No Free Lunch
An economist I read and listen to regularly, David Bahnsen, wrote an excellent book last year entitled, “There's No Free Lunch”. His thesis is straightforward. If we’re going to keep the lights on as a society and advance the cause of human flourishing, there is one overriding reality we must never forget: a “free” lunch is never free…someone always pays.
This is, in fact, a reality so basic and profound that even Almighty God submits to it. Hebrews 9:22 says, “Without the shedding of blood there is no forgiveness of sins.” There is no Life without death.
It’s to constantly remind us of this reality that the Lord invites us to feast regularly at his Table. And when we truly consider what Communion models for us, it helps give the incarnation of Jesus meaning. Someone with actual flesh and blood just like us would have to die. And if things were truly just it would be us. But instead, Jesus chose to take on flesh and blood—to become incarnate—and offer himself as a sacrifice on our behalf. In the mystery of the Eucharist, through the elements of bread and wine, we meet that same self-sacrificing Jesus and are nourished by that gift as we are in no other way.
But that’s that the Gospel Sacraments—Communion and Baptism—do.
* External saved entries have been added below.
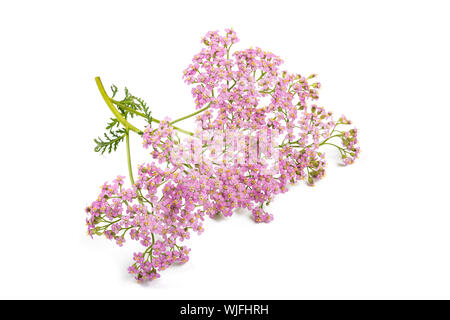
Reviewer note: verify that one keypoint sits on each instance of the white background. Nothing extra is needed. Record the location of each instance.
(377, 229)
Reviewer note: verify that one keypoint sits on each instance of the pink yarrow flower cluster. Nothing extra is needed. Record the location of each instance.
(234, 93)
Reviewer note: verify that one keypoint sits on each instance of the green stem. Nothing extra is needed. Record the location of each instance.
(119, 117)
(130, 170)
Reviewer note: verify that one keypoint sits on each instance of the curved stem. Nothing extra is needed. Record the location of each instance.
(119, 117)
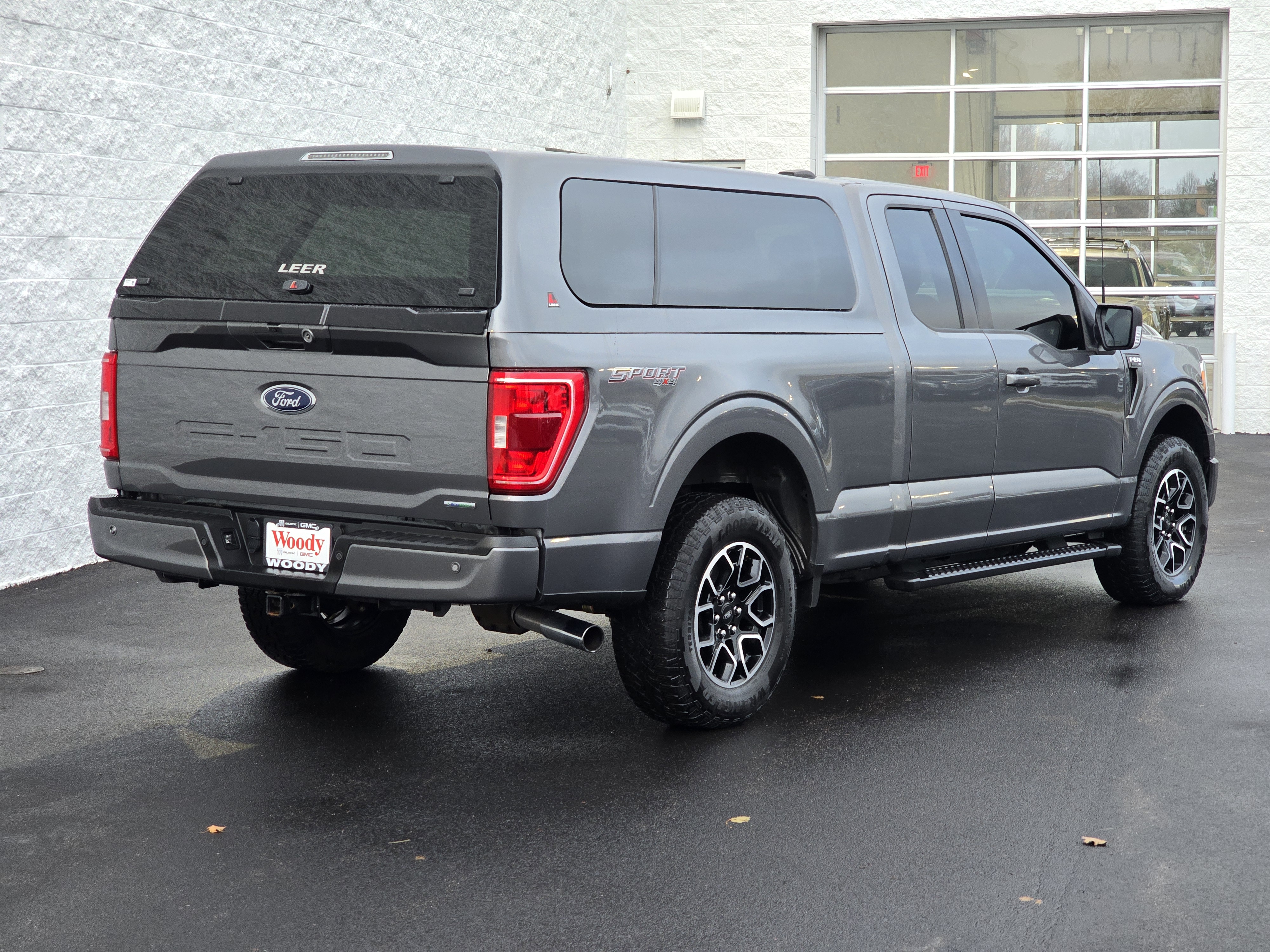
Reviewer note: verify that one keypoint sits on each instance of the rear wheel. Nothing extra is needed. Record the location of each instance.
(1163, 546)
(345, 637)
(709, 644)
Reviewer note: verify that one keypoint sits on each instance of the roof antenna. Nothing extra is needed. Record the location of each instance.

They’re outward and physical signs of inward and spiritual realities. Something is actually happening in them. Something God does.
Every year on the Sunday following Epiphany (January 6th—the Twelfth Day ofChristmas), we commemorate and contemplate The Baptism of our Lord by John in the Jordan River because it also helps frame the meaning of the incarnation. In fact, neither Jesus’s baptism nor our own makes much sense if not considered in that light.
So, to begin to understand the meaning of the Baptism of Jesus, we must understand the reality, the physicality, of being human and what it means for us to say that God saved us by becoming like us…what it means for Almighty God to have emptied himself and become human.